If at any point along the way you find yourself seriously feeling trapped, unhappy, or fearful about being married to the person you said ‘yes’ to, slow things down. If you’re standing at the altar and the words ‘I do’ start to choke you, it’s still not too late. Don’t get married until you’re certain it’s what you want, and this is the person you want it with.

Your happiness matters.

A Different Reason to Trash the Dress


Kevin Cotter is trashing the dress… his ex-wife’s wedding dress, that is. Over and over and over again.

You see, Cotter and his wife got divorced last year and she left her wedding dress behind. She apparently didn’t feel the need to get it back and Cotter was at a loss at first what to do with it. According to the interview he did last month with The Man Registry, he brought the question up at a family dinner and asked for suggestions.

Luckily, he rejected the first entirely crass suggestion from his brother… but he did get inspired to play with the idea of all the ways he could use the dress in non-traditional ways. Thus the blog My Ex-Wife’s Wedding Dress was born.

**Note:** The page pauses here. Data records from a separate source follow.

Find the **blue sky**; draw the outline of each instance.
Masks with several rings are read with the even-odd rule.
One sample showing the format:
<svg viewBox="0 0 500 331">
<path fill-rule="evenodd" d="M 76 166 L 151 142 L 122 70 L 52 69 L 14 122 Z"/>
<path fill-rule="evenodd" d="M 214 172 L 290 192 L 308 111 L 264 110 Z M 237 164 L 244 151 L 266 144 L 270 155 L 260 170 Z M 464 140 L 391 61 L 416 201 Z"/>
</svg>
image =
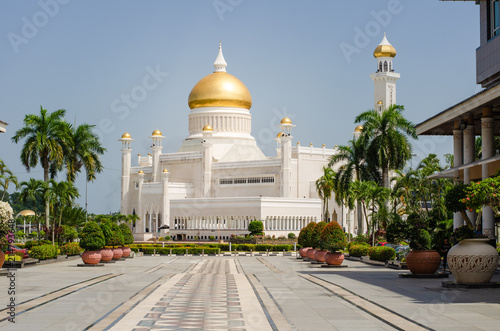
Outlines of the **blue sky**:
<svg viewBox="0 0 500 331">
<path fill-rule="evenodd" d="M 164 151 L 177 151 L 188 133 L 189 92 L 213 71 L 219 40 L 228 72 L 252 94 L 252 134 L 266 155 L 275 153 L 271 139 L 285 115 L 295 141 L 346 144 L 356 115 L 373 107 L 372 53 L 384 31 L 398 53 L 397 103 L 413 123 L 480 90 L 474 2 L 2 1 L 0 119 L 9 126 L 0 159 L 20 180 L 42 179 L 40 166 L 26 172 L 22 145 L 10 138 L 40 105 L 64 108 L 68 121 L 96 125 L 107 148 L 106 169 L 89 184 L 89 211 L 118 211 L 117 139 L 128 131 L 132 155 L 146 154 L 147 137 L 160 129 Z M 137 102 L 126 101 L 132 93 Z M 449 137 L 423 137 L 413 162 L 451 147 Z M 83 177 L 77 186 L 84 196 Z"/>
</svg>

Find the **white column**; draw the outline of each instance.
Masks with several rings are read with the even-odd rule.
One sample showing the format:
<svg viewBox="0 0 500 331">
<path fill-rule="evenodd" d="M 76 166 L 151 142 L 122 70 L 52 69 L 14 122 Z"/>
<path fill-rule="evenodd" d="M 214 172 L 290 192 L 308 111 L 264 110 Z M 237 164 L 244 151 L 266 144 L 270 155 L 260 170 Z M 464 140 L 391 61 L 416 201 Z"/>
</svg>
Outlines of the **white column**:
<svg viewBox="0 0 500 331">
<path fill-rule="evenodd" d="M 474 130 L 474 125 L 469 124 L 464 130 L 464 164 L 468 164 L 475 161 L 476 157 L 476 134 Z M 470 184 L 470 168 L 464 169 L 464 184 Z M 466 211 L 467 216 L 475 223 L 476 215 L 475 212 Z"/>
<path fill-rule="evenodd" d="M 463 135 L 462 130 L 455 129 L 453 130 L 453 166 L 458 167 L 463 163 Z M 453 214 L 453 228 L 456 229 L 460 226 L 464 225 L 464 219 L 460 212 L 456 212 Z M 359 229 L 358 229 L 359 232 Z"/>
<path fill-rule="evenodd" d="M 482 159 L 487 159 L 493 156 L 494 141 L 493 141 L 493 117 L 491 116 L 491 107 L 483 109 L 483 117 L 481 118 L 481 137 L 482 137 Z M 489 177 L 489 165 L 482 165 L 482 179 Z M 495 237 L 495 214 L 491 207 L 483 208 L 483 234 L 489 238 Z"/>
</svg>

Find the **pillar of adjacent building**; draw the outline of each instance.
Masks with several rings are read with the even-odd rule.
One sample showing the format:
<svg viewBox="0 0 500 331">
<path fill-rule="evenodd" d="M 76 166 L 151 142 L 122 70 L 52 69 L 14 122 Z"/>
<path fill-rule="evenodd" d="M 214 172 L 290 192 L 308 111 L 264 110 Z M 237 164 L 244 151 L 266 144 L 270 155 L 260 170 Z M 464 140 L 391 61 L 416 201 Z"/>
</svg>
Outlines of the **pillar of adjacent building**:
<svg viewBox="0 0 500 331">
<path fill-rule="evenodd" d="M 163 199 L 161 213 L 163 215 L 163 225 L 168 225 L 170 227 L 170 197 L 168 195 L 168 170 L 163 169 L 162 172 L 162 182 L 163 182 Z"/>
<path fill-rule="evenodd" d="M 476 158 L 476 133 L 473 124 L 467 125 L 464 130 L 464 164 L 475 161 Z M 464 169 L 464 184 L 470 184 L 470 168 Z M 476 215 L 473 211 L 466 211 L 472 224 L 475 224 Z"/>
<path fill-rule="evenodd" d="M 482 146 L 481 154 L 482 159 L 485 160 L 490 158 L 494 154 L 494 141 L 493 141 L 493 117 L 492 108 L 483 108 L 483 117 L 481 117 L 481 137 Z M 482 179 L 489 177 L 489 165 L 482 165 Z M 489 238 L 495 237 L 495 214 L 491 207 L 483 208 L 483 234 L 487 235 Z"/>
<path fill-rule="evenodd" d="M 203 128 L 203 197 L 209 198 L 212 184 L 212 127 L 205 125 Z"/>
<path fill-rule="evenodd" d="M 289 198 L 292 195 L 292 121 L 285 117 L 279 127 L 283 134 L 281 140 L 281 171 L 280 171 L 280 197 Z"/>
<path fill-rule="evenodd" d="M 132 147 L 131 142 L 133 141 L 130 134 L 127 132 L 122 135 L 122 138 L 119 139 L 122 142 L 122 187 L 121 187 L 121 206 L 120 213 L 122 215 L 127 215 L 130 213 L 128 210 L 128 193 L 130 190 L 130 167 L 132 160 Z"/>
<path fill-rule="evenodd" d="M 139 171 L 139 187 L 137 188 L 137 215 L 139 215 L 139 225 L 142 225 L 142 232 L 146 232 L 146 220 L 142 208 L 142 185 L 144 184 L 144 172 Z"/>
<path fill-rule="evenodd" d="M 463 133 L 461 129 L 453 130 L 453 166 L 458 167 L 463 164 Z M 464 219 L 460 212 L 453 214 L 453 228 L 456 229 L 464 225 Z"/>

So far the uses have included things like: place mat (hmmm… looks more like a tablecloth), draft stopper, kite, Darth Vader scarecrow, and my personal favorite, Christmas tree skirt. Cotter even wore it as his Halloween costume last year. That’s the picture at the top, incidentally.

What do I think of all this? Well, it would seem Mr. Cotter has found a creative way of exorcising his personal demons. It’s juvenile and a bit ridiculous, but sometimes that’s what it takes to get over a sad end to a hopeful beginning. I think if his ex-wife had wanted to keep the dress safe, she would have done well to take it with her when she left. I think some people are getting a cheap thrill out of the fact that someone else is doing something they wish they could do or had done.

And I think if Mr. Cotter ever remarries, his new lady ought to think carefully before leaving a wedding gown to his tender mercies if things don’t work out.

Oh, and I’m thankful that Mr. Twistie and I remain ridiculously contented with one another.